In a 1986 essay the American Marxist critic Fredric Jameson argued that every “Third-World” text necessarily functions as a “national allegory” for the “embattled situation” of that particular country. The Nepalese American novelist Samrat Upadhyay’s disturbing and wildly inventive new epic, “Darkmotherland,” translates that idea for a new context in which the social battles of a given moment are less nation-specific than they areglobal.
The story begins in the aftermath of the “Big Two,” an earthquake that has devastated the Himalayan mountain nation of the title. Already impoverished, dependent on tourist dollars and sundered along the lines of caste, class and gender, Darkmotherland is pitched by natural disaster into a dystopian present: As refugees try to salvage what remains of their lives in tent cities, an authoritarian leader known as P.M. Papa rises to rule over the ravaged nation with an iron fist.
As soldiers and policemen mop up those not intimidated by brownshirts, the only political opposition appears to be ragtag and largely ineffective — though its central figure is a feisty intellectual known as Madam Mao, with whom P.M. Papa has nurtured a stalker’s obsession since their early encounter as university students. Within these layers of social and political catastrophe Upadhyay folds the story of his two main characters, P.M. Papa’s gender-transitioning lover, Rozy, and Madame Mao’s depressed daughter Kranti, who marries the scion of the industrial Ghimirey family, who are closely allied to P.M. Papa.
The canvas is large, the backdrop colorful, and the subplots proliferate like those in a Dickens novel. The language, meanwhile, is a playful, often alliterative mélange of English, Nepali and street slang reminiscent of Salman Rushdie’s “Midnight’s Children.” It is tempting to read “Darkmotherland,” as Jameson might, as a kind of hallucinatory allegory of modern Nepal: with its violent lurch from monarchy to parliamentary democracy in the aughts; the civil war between the new parliamentary elites and the Maoist insurgents in the hills; the 2015 earthquake that killed thousands; and the conflicts between the Hindu caste system, various indigenous traditions, consumerist tourism and the desperate outflow of migrant labor.
But the scope of Upadhyay’s novel cannot be limited to what we now call the “global south.” His painstakingly detailed descriptions of contemporary authoritarianism and its exploitations resonate eerily with some of the wealthiest nations today. Right-wing nationalism, daily economic precarity and climate collapse are our common inheritance now, and P.M. Papa’s saffron-clad “Fundys,” with their informal policing of the public’s “morals,” evoke the toxic masculinity of Narendra Modi’s Hindu-Nationalist thugs as well as of American incels on 4chan.

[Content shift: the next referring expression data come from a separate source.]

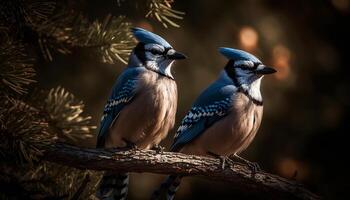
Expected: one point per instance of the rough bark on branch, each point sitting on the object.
(261, 184)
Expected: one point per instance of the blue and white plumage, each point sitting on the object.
(225, 118)
(142, 106)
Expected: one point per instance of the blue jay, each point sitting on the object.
(225, 117)
(142, 106)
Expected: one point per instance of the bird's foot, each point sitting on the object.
(159, 149)
(225, 161)
(254, 167)
(129, 145)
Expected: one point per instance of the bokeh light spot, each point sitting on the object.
(248, 38)
(145, 25)
(342, 5)
(291, 168)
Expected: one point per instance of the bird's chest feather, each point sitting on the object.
(234, 132)
(151, 114)
(158, 94)
(245, 117)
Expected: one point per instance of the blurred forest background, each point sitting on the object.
(305, 124)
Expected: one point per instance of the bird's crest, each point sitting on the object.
(147, 37)
(235, 54)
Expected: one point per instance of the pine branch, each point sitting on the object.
(111, 39)
(64, 115)
(162, 11)
(16, 68)
(261, 185)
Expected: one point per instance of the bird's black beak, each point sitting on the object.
(176, 56)
(265, 70)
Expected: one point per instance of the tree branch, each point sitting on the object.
(261, 184)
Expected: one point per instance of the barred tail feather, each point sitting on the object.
(113, 186)
(169, 187)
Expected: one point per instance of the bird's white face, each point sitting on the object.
(158, 58)
(247, 75)
(246, 71)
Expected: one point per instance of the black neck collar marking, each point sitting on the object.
(140, 52)
(246, 93)
(229, 68)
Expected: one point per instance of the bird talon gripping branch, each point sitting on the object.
(146, 85)
(226, 116)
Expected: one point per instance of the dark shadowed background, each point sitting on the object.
(305, 121)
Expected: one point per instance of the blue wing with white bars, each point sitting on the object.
(122, 94)
(212, 105)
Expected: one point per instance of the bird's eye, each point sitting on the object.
(245, 67)
(155, 51)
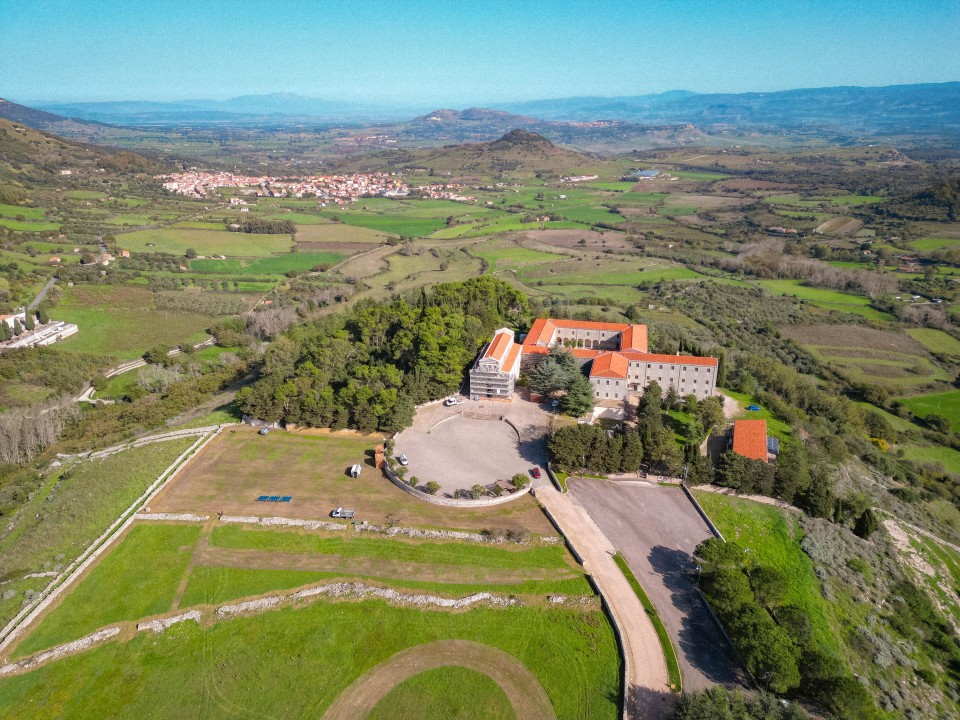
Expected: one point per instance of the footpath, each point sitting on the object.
(647, 691)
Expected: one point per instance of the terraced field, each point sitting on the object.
(866, 355)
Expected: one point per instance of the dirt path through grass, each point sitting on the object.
(523, 690)
(374, 567)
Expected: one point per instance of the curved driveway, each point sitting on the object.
(648, 693)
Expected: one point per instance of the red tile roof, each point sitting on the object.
(634, 338)
(673, 359)
(512, 357)
(497, 349)
(540, 333)
(750, 439)
(612, 365)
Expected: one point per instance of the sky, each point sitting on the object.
(455, 53)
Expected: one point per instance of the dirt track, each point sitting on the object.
(523, 690)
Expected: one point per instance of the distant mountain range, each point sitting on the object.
(245, 110)
(892, 109)
(925, 109)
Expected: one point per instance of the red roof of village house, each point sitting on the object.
(750, 439)
(497, 348)
(612, 365)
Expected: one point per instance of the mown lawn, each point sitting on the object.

The Ghimireys, whose business empire stretches from waste disposal to hotels, could be the Ambanis, but they could also be the Trumps. Politics and capital intertwine endlessly, accumulating power as the tent cities proliferate, and the state functions as nothing more than an instrument of torture, imprisonment and surveillance.
But Upadhyay’s particular understanding of the nuances within Nepalese society — his previous novels and story collections have been mostly realist stories set in the country of his birth — comes into focus through its most elusive but also appealing characters, Kranti and Rozy. Morphing in the second half into uneasy avengers, catalysts of another turn in the wheel of change, they give voice to the oppression faced by anyone who is not a straight man, but they also demonstrate the liberatory slippages that such identities can make possible. Their interconnected quests — for personal dignity as well as for answers to bigger political questions — are compelling as they stitch together a vast quilt of secondary characters and places. What is less convincing is the final messianic turn they provoke.
The ending of “Darkmotherland” is defiantly progressive. The threat of a “Big Three” looms as the entities of character and nation fuse in a sudden, sharp embodiment of Jameson’s thesis. Oppression brings forth its revolutionary others; the wretched come to inherit the earth. It’s up to the reader to decide whether this deliverance is imaginative or too much magical thinking. What is certain is that this impassioned novel has made a case for a kind of epic where the fate of a nation depends on its most oppressed identities.